A model for the study of cystic endometrial hyperplasia in bitches.

The aims of this study were: (i) to establish a reliable model for the study of cystic endometrial hyperplasia in ovariectomized bitches; and (ii) to assess the roles of oestrogen and progesterone in the pathogenesis of irritant-induced cystic endometrial hyperplasia. Greyhound bitches (n = 15) were ovariectomized and divided into five groups (n = 3 per group). After 3-4 weeks, oestradiol benzoate (0.6-4.8 micrograms kg-1, i.m.) was administered twice a day for 12 days to the bitches in group 1, followed by progesterone (0.2-1.8 mg kg-1, i.m.) twice a day for 30-33 days. These dosages were chosen to mimic the plasma hormone concentrations of a normal oestrous cycle. A silk suture was inserted by laparotomy into the left uterine horn 12 days into the simulated dioestrus (determined by vaginal cytology) and necropsy was performed after a further 12 days. For groups 2-5, the silk suture was positioned at ovariectomy. After a further 3-4 weeks, these bitches were treated with progesterone (group 2: 1.8 mg kg-1 i.m. twice a day), oestradiol benzoate (group 3: 0.6-4.8 micrograms kg-1 i.m. twice a day), oestradiol benzoate and progesterone together (group 4: previous dosages) or vehicle (group 5). Necropsies were performed after 12-13 days of treatment.
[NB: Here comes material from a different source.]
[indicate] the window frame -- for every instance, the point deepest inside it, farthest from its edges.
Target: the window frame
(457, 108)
Cystic endometrial hyperplasia was induced in the suture-containing uterine horns of all bitches in groups 1 and 4, and in two bitches in group 2. Cystic endometrial hyperplasia did not develop in any control (no suture) uterine horns, or in either uterine horn of the bitches treated with either oestradiol only or vehicle. These results indicate that progesterone is necessary for the development of irritant-induced cystic endometrial hyperplasia and that oestradiol potentiates the effects of progesterone. The protocol used for bitches in group 1 would be a suitable model for further studies of the pathogenesis of cystic endometrial hyperplasia.